The coaching style of interaction is based on adult learning principles and is a way to interact with parents, caregivers and other team members to build their confidence and competence in order to enhance child learning and development within the typical activities of the family. It fosters problem solving and planning for actions the parent will take to support their child’s development and learning.

The role of the coach (Early Interventionist) is to “identify the parent’s priorities for their child’s development, determine what they already know and are doing in relation to their child’s development, share new information and ideas, and then work together to support the child’s participation and expression of interest within everyday activity settings to provide opportunities for learning.”

The key elements of the practice dictate that coaching should be:

  • consistent with adult learning
  • capacity building
  • nondirective
  • goal oriented
  • solution focused
  • performance based
  • reflective, collaborative
  • context driven
  • as hand-on as it needs to be

There are numerous studies that support use of coaching as an interaction style with adult-learners and the benefits of using a coaching style for developing competence in the learner.

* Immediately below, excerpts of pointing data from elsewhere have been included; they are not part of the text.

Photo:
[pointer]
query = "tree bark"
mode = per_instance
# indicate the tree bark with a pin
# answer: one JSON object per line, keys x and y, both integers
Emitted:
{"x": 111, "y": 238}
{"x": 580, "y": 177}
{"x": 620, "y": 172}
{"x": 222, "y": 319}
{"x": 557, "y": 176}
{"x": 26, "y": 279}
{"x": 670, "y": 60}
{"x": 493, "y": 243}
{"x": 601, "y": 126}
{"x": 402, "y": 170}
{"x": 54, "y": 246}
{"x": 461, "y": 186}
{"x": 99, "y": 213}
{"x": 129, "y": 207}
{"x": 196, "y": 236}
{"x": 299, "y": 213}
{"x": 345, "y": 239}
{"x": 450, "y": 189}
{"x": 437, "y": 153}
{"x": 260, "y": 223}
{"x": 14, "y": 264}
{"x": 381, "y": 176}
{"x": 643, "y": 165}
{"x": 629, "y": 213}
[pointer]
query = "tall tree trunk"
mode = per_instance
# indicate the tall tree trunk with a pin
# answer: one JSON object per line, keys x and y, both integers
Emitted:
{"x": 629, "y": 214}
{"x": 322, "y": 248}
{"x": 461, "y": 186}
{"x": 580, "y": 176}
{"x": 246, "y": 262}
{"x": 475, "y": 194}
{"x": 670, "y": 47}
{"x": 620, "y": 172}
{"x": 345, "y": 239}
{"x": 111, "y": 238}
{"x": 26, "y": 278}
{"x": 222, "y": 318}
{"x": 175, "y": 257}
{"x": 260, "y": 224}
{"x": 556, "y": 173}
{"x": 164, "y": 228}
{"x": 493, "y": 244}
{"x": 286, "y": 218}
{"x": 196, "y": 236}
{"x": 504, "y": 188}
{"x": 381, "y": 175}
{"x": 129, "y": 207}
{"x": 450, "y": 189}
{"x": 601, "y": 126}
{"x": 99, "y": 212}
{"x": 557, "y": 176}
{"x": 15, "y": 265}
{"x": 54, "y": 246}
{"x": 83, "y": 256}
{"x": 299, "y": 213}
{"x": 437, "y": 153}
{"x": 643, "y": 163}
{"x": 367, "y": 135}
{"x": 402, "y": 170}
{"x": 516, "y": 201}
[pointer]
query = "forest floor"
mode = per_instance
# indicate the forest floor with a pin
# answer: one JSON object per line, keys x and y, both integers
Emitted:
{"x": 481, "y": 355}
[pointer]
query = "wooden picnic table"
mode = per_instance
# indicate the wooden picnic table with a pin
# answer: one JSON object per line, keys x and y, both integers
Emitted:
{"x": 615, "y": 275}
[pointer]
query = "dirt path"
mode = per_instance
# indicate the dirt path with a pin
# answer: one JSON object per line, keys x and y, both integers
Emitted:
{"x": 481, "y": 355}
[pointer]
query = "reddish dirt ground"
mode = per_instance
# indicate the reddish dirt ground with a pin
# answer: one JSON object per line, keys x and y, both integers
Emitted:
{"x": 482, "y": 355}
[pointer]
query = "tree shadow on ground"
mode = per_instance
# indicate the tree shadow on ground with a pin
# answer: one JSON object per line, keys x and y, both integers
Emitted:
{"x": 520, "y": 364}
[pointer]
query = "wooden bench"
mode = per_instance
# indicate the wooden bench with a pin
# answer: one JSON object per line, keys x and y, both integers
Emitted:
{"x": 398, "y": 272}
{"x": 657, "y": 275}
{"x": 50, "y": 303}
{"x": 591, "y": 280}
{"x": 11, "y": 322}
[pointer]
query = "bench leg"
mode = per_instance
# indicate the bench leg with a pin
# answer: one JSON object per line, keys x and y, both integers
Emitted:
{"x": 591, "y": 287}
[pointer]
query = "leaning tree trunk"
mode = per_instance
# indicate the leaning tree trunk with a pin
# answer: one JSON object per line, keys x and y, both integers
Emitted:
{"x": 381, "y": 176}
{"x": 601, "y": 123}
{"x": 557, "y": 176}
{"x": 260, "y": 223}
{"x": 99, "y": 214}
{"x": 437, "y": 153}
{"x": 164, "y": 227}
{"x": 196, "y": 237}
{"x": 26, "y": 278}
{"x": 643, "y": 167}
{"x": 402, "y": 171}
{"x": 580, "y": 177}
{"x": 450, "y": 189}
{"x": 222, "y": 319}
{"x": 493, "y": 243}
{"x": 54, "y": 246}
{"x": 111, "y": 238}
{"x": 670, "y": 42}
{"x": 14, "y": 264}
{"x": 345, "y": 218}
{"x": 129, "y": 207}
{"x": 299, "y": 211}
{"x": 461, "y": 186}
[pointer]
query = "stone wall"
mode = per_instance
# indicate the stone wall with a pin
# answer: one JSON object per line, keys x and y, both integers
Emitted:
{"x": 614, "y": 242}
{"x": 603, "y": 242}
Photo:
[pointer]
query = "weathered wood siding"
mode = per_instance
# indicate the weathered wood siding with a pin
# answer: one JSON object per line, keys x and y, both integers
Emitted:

The key characteristics of coaching that build confidence and competence in parents include:

  • Joint Planning: to collaboratively determine the specific activities and strategies the parent will focus on during and between visits, and for parents to determine the specific activity that will be the focus of the next visit
  • Observation: of the parent and child by the interventionist during the visit
  • Action: taken by the parent with the child during the visit and between visits
  • Reflective questions: to determine what the parent already knows and is doing, as well as to foster analysis of information and generation of alternative  ideas by the parent
  • Feedback: from the interventionist that is affirmative and informative, including sharing  research-based knowledge and hands-on modeling followed by practice by the parent

Primary Service Provider

In order to support and build capacity in parents, our system values a Primary Service Provider (PSP) approach to teaming.  This means that every child and every family have a full team supporting and available to them, but one person functions as the primary support for the family.

A Primary Service Provider approach to teaming includes:

  • an established team consisting of multiple disciplines
  • meeting regularly and selecting one member to act as the PSP to the family
  • using coaching as an interaction style with parents, caregivers and other team members
  • strengthening parents confidence and competence in promoting child learning and development
  • supporting  parents competence in obtaining desired supports and resources
  • providing all services and supports within the natural learning opportunities/activities of the family

“The primary service provider approach to teaming is used in early intervention to support families of infants and toddlers in achieving the outcomes established in the Individualized Family Service Plan (IFSP). Under this approach, a team of professionals work together to provide assessment, intervention, consultation, and education in order to support children, families, and caregivers.  One member of the team, serving as the primary service provider (PSP), functions as the primary liaison between the family and other team members. The PSP receives consultation from the other team members and may use adult learning strategies, eg, coaching, as a way to interact with and teach other team members, including the family and caregivers.” The PSP is chosen with input from the whole team including the parent, based on who is the best match for the child and family.[1]